Un articolo scientifico è salito agli onori della cronaca per aver ricevuto quasi 400 citazioni in altrettanti studi. C'è un solo problema: non è mai stato scritto. La vicenda della fonte bibliografica fantasma è stata notata la prima volta da Pieter Kroonenberg, professore emerito di Statistica dell'Università di Leida, Olanda, e risolta dalla collega Anne-Wil Harzing (che ne ha scritto in questo post).
Sfogliando il manuale di stile destinato agli autori dell'editore scientifico Elsevier, Kroonenberg ha trovato la citazione:
I primi indizi. Qualcosa gli è sembrato da subito strano: conosceva un John Van de Geer, ma non sapeva che oltre ad essere un esperto di psicologia sperimentale desse anche lezioni sull'arte di scrivere articoli scientifici. Poi si è accorto dell'errore di spelling: il suo collega si chiama Van de Geer e non Van der Geer, come indicato nella citazione. E poi, la rivista: esiste un Journal of Science Communication, ma si scrive senza la "s" finale.
Dopo avere cercato invano il "paper" si è accorto che non esisteva. Ciò nonostante, dalle ricerche su Google Scholar risultava citato in quasi 400 altri articoli (soprattutto di Paesi con poca dimestichezza con la lingua inglese). Come era stato possibile?

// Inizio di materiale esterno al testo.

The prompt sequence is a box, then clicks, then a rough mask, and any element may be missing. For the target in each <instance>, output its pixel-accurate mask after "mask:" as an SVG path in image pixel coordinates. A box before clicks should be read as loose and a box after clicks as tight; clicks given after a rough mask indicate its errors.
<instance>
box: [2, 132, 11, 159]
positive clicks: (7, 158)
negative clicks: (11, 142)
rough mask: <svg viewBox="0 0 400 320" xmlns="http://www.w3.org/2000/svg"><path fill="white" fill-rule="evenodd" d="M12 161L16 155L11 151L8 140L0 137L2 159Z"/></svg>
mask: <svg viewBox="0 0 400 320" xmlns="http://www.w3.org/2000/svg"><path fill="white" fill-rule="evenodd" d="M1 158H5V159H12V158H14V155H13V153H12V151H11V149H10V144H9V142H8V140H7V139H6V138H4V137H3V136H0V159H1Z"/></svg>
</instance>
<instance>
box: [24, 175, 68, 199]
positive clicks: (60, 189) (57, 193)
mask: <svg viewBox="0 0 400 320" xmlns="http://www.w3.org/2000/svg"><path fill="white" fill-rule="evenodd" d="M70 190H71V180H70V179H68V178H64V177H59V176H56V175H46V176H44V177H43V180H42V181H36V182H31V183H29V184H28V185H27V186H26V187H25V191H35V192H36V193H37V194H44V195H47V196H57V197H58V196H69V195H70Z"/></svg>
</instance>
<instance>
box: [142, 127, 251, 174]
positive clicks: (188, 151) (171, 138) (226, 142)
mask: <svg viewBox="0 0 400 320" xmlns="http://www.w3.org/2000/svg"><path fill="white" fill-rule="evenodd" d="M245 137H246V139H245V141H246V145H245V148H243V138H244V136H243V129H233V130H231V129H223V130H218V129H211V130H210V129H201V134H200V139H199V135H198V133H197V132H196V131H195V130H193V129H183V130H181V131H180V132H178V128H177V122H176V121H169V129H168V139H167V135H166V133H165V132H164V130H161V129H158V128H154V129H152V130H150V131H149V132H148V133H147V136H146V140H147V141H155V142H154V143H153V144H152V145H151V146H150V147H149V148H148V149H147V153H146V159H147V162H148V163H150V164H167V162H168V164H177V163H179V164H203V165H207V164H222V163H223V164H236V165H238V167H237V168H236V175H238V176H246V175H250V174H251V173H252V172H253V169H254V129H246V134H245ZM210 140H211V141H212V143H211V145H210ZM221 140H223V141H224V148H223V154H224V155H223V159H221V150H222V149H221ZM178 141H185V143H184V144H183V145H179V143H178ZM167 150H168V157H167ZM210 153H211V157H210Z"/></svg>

Dimenticato. La spiegazione è semplice e disarmante: quello sulla guida dell'editore Elsevier era un esempio, un facsimile di citazione bibliografica da usare come modello a cui uniformare le proprie. Gli autori distratti l'hanno copiato e incollato nella bibliografia per imitarne la formattazione, e poi si sono dimenticati di toglierlo. Il caso è stato diffuso come esempio della poca accuratezza - anche in termini di editing - di alcune pubblicazioni scientifiche.